The Arachibutyrophobiac Engineer

By Audrey W.



The men of A-shift at Station 51 gathered around the table in the dayroom as they waited for Johnny to present a special lunch he’d prepared. The paramedic was secretive all morning about what he would be making, so the crew had no idea what they were in for.


“Smells like peanuts to me,” Chet said as he took a seat.


“It sure does,” Marco agreed.


Johnny turned from the counter to face the others. “It’s not peanuts, you guys,” he said, an annoyed expression on his face. “There’s more to it than that.”


“I said it smells like peanuts,” Chet reminded.


When everyone was seated, Johnny carried a platter of the special entrée’ to the table and set it in the center. A smug grin on his face, he pulled out a chair and sat down.


Roy reached out and picked up one of the items. After examining it, he looked at his partner. “This is peanut butter and jelly. With the crusts cut off the bread.”


“Gage, you mean we waited all this time just to have peanut butter and jelly sandwiches?”


“Chet, if I’d have told you earlier that’s what we were having, what would you have done?”


Kelly gave it a minute’s thought. “Harassed you all morning, hoping you’d change your mind.”


“Right. This way, I got a peaceful morning and you still get PBJ sandwiches.”


Mike pushed his chair back and started to get up from the table.


“Where’re you going?” Chet asked.


“Uh. . .I’m. . .I’m not hungry.”


Marco shook his head. “Oh no. If we have to eat this stuff, so do you.”


Mike stood partially up out of his seat. He glanced at the others around the table, then to the platter of sandwiches. The engineer swallowed hard and shook his head. “No thanks.”


Captain Stanley noticed Stoker had grown pale. “You okay, pal?”


Mike wasn’t sure how much he wanted to say in front of the others. Feeling awkward at being the sudden center of attention in the silence, the engineer cracked an uneasy smile.

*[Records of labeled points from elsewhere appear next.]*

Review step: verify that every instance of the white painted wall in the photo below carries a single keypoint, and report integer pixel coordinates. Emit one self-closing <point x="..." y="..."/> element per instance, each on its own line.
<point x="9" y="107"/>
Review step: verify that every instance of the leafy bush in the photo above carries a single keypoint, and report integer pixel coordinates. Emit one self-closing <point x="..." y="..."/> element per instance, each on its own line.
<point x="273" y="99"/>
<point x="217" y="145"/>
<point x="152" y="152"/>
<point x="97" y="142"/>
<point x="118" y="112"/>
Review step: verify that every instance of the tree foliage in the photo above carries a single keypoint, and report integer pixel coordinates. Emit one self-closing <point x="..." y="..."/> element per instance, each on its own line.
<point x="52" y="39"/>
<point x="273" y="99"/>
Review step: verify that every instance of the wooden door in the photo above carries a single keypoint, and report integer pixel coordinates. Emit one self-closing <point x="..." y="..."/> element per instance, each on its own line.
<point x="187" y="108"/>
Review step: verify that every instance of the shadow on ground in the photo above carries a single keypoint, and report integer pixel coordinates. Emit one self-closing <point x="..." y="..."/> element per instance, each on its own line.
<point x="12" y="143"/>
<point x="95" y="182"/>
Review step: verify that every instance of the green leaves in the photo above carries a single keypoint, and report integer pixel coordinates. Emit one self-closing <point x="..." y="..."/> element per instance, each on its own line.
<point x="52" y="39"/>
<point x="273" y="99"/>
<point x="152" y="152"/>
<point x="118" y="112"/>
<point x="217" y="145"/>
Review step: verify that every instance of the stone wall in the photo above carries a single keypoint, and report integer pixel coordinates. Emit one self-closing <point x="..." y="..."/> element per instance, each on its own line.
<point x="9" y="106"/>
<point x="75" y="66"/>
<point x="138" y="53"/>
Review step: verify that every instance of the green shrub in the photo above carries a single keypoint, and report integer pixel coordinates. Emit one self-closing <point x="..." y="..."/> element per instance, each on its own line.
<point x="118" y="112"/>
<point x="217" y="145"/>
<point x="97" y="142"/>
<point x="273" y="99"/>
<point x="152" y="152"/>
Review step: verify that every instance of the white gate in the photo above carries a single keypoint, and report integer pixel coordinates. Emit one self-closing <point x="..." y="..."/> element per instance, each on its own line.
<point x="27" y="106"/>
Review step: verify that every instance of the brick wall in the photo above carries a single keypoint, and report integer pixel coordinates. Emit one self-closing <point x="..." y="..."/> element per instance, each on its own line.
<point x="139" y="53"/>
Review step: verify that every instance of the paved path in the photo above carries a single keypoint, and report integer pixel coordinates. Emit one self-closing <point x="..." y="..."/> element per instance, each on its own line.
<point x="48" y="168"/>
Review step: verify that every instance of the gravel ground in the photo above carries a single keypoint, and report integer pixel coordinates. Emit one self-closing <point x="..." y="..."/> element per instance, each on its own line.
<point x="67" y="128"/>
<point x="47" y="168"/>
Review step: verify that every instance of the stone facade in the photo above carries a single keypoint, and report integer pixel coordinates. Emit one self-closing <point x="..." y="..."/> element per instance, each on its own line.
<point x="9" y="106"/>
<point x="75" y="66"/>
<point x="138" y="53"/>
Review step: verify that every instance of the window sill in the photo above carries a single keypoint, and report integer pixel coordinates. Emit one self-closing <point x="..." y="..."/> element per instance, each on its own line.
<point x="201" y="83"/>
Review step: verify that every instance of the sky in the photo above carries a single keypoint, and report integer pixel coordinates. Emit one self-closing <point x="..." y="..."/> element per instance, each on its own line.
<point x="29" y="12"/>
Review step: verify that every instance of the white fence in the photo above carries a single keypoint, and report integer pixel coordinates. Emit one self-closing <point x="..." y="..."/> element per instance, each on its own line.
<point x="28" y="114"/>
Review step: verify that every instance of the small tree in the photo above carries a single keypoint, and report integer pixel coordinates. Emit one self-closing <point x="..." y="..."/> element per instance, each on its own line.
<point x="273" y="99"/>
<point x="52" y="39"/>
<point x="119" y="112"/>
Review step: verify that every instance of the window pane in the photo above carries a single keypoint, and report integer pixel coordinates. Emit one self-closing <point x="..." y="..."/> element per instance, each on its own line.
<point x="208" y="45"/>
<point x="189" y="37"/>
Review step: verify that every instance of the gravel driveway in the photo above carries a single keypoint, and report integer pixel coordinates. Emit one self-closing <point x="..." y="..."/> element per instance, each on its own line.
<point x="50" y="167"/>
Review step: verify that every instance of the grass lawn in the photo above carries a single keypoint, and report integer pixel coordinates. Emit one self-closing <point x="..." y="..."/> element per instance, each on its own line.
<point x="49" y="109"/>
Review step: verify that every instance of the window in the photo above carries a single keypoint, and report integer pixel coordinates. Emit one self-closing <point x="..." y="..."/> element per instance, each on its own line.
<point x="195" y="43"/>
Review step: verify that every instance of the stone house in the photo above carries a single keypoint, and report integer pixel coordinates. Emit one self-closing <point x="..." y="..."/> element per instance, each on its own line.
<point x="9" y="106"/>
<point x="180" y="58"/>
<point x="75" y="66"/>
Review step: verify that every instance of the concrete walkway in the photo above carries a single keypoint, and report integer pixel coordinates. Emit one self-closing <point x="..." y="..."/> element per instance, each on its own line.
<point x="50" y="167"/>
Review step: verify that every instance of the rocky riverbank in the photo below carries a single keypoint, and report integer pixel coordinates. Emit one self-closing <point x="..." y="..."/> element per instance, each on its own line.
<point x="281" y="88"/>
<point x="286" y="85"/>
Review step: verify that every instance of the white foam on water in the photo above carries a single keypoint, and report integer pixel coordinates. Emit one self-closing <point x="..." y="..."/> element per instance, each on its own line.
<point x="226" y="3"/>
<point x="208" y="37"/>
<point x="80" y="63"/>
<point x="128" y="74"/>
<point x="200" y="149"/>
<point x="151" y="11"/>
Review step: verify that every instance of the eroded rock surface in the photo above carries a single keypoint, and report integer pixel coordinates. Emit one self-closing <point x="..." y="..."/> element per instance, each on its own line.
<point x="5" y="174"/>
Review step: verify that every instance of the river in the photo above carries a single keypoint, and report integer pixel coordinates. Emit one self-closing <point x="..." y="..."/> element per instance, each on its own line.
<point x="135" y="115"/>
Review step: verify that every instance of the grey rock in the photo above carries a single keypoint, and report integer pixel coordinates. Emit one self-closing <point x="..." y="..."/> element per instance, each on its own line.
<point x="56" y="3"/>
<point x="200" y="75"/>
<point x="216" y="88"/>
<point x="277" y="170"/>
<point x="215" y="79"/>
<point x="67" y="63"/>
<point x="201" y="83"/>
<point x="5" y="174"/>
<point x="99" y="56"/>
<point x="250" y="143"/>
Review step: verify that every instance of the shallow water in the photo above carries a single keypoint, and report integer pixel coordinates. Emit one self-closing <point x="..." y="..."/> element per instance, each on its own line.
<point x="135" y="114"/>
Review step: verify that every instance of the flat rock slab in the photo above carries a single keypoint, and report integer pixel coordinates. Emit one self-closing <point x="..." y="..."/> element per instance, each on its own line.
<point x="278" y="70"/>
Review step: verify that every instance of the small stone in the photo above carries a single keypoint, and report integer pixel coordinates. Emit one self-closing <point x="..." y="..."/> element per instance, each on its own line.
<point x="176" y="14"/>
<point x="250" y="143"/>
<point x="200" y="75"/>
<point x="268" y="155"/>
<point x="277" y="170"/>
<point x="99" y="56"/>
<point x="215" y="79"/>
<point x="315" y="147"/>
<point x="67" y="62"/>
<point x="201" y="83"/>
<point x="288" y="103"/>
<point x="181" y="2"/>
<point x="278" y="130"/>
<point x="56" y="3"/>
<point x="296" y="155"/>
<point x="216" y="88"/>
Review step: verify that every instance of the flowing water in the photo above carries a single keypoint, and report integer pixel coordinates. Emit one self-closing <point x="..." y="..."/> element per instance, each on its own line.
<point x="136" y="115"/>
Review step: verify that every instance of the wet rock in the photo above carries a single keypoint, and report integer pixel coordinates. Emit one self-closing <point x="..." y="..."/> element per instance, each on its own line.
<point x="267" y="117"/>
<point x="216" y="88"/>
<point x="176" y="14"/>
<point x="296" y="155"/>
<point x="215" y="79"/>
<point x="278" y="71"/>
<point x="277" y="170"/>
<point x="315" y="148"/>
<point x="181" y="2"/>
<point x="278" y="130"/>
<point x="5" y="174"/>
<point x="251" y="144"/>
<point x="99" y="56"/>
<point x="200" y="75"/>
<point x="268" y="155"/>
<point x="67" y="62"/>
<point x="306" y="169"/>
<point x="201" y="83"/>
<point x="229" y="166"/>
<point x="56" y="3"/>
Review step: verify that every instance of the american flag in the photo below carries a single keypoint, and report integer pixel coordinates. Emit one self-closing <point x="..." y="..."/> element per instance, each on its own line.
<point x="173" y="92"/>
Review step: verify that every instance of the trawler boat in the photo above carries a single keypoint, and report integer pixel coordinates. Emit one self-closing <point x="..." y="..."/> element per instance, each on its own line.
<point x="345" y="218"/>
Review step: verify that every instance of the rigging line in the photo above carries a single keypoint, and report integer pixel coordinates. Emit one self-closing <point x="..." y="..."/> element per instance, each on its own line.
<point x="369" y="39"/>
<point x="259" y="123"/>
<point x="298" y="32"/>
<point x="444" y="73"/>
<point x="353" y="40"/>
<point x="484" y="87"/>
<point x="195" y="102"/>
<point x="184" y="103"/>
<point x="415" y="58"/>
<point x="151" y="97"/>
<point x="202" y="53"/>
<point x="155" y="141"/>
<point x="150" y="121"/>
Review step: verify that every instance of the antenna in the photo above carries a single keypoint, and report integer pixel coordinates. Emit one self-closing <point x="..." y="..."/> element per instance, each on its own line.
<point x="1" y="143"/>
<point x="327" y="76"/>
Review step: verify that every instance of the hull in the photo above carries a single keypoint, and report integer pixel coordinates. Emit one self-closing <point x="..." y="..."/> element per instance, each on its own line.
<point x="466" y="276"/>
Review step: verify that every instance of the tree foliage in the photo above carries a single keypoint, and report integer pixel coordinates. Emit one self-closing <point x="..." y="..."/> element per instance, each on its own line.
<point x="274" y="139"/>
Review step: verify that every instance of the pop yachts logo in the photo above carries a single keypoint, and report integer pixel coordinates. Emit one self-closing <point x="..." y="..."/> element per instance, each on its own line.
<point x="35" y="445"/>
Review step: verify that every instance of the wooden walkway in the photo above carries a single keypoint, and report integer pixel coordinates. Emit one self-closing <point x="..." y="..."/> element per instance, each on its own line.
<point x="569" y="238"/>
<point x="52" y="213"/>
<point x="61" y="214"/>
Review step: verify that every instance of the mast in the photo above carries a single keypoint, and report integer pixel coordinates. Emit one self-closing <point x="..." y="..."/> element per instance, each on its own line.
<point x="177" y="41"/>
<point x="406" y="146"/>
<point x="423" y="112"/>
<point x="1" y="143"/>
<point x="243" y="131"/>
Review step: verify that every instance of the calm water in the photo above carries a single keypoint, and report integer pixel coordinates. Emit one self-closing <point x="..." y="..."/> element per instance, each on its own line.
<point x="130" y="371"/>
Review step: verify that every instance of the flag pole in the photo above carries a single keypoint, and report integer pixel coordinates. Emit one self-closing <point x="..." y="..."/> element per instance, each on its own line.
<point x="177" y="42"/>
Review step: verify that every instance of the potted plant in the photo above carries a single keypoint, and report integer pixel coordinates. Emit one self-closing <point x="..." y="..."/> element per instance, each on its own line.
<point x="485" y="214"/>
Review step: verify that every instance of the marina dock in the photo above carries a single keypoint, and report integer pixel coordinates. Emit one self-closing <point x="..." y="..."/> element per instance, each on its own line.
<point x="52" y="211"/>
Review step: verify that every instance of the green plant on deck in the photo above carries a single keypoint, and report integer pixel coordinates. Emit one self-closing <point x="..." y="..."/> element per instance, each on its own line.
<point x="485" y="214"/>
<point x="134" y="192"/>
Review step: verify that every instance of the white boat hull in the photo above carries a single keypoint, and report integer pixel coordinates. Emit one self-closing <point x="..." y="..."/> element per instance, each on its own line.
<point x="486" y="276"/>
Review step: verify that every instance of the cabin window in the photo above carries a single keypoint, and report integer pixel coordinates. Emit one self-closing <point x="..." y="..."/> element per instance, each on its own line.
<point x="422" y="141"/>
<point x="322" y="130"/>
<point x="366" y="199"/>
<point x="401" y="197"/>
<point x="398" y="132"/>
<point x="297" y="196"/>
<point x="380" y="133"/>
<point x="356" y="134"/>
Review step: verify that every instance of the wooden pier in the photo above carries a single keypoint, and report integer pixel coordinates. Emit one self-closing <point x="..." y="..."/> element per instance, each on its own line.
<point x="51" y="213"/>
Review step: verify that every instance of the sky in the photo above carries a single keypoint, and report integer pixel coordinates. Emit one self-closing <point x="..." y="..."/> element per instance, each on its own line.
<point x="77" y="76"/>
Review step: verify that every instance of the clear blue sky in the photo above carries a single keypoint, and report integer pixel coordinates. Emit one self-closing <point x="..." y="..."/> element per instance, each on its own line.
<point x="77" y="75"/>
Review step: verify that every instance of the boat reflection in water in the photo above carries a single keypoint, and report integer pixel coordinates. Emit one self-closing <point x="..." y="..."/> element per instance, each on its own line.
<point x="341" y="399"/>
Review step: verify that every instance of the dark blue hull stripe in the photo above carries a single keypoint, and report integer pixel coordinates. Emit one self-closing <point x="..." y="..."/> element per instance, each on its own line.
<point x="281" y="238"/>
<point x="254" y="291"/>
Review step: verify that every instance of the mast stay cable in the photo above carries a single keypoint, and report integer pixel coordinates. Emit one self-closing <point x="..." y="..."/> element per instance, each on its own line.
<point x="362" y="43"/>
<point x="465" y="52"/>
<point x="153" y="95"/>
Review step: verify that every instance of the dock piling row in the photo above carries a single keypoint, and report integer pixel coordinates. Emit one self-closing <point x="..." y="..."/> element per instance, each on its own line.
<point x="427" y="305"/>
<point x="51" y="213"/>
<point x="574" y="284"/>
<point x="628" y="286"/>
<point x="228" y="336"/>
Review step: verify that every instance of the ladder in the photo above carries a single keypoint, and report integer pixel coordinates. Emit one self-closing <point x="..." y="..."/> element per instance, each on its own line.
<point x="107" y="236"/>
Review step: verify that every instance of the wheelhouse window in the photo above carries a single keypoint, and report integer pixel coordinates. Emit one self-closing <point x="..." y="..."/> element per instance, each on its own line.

“I can’t eat peanut butter,” he explained shrugging.


“You allergic to it?” Roy wondered.


“No, I. . .” Stoker searched fast for another explanation, but only one came to mind. “I don’t like the way it sticks to the roof of my mouth.”


Johnny shrugged. “That’s what milk is for. To wash it down so it doesn’t stick.”


Mike eyed the glass of milk in front of his plate. “That’s not enough. I had a bad experience as a kid and I haven’t been able to eat the stuff since.”


“Like what?” Chet asked.


“First grade. . .I was in school in the cafeteria and my mom had put a peanut butter and jelly sandwich in my lunch. I took a bite and started to chew it, when all the peanut butter got stuck to the roof of my mouth.”


“Yeah?”  Johnny looked at the others. “Well, didn’t you have a little carton of milk to wash it down?”


Mike nodded. “But it didn’t help. The peanut butter stuck like glue.”


“Man, that was some strong stuff,” Gage commented.


“The thing is, I couldn’t even say anything to let anyone know I was in distress. It took a long time to get it off to where I could even speak. So ever since then I’ve been afraid of it happening again, and me not being able to say a word to anyone.”


“But you hardly say anything now,” Chet said.


“He’s right, Mike,” Johnny added. “We probably wouldn’t even notice. Don’t ya see the irony here?”


Stoker had to snicker. Gage was right. A quiet guy being afraid of his mouth getting stuck with peanut butter so he couldn’t talk was kind of ironic. “I guess you could say I have a fear of peanut butter.”


“Is there a name for that?” Hank wondered.


“Yeah, baloney,” Chet said wryly, sensing Mike was going to get out of eating the peanut butter and jelly sandwiches. He wasn’t sure whether to believe the engineer or not.


“Which is exactly what I’m gonna have for lunch,” Mike answered, heading for the refrigerator. “A bologna sandwich.”


Everyone kept quiet and went about eating their sandwiches. No one was sure if they should rib Mike on his fear in case he was being serious. At the same time, they all wondered if the quiet one had just pulled one over on them. But with their mouths full of peanut butter, jelly and bread, there wasn’t much they could say.




Arachibutyrophobiac: the fear of peanut butter sticking to the roof of the mouth.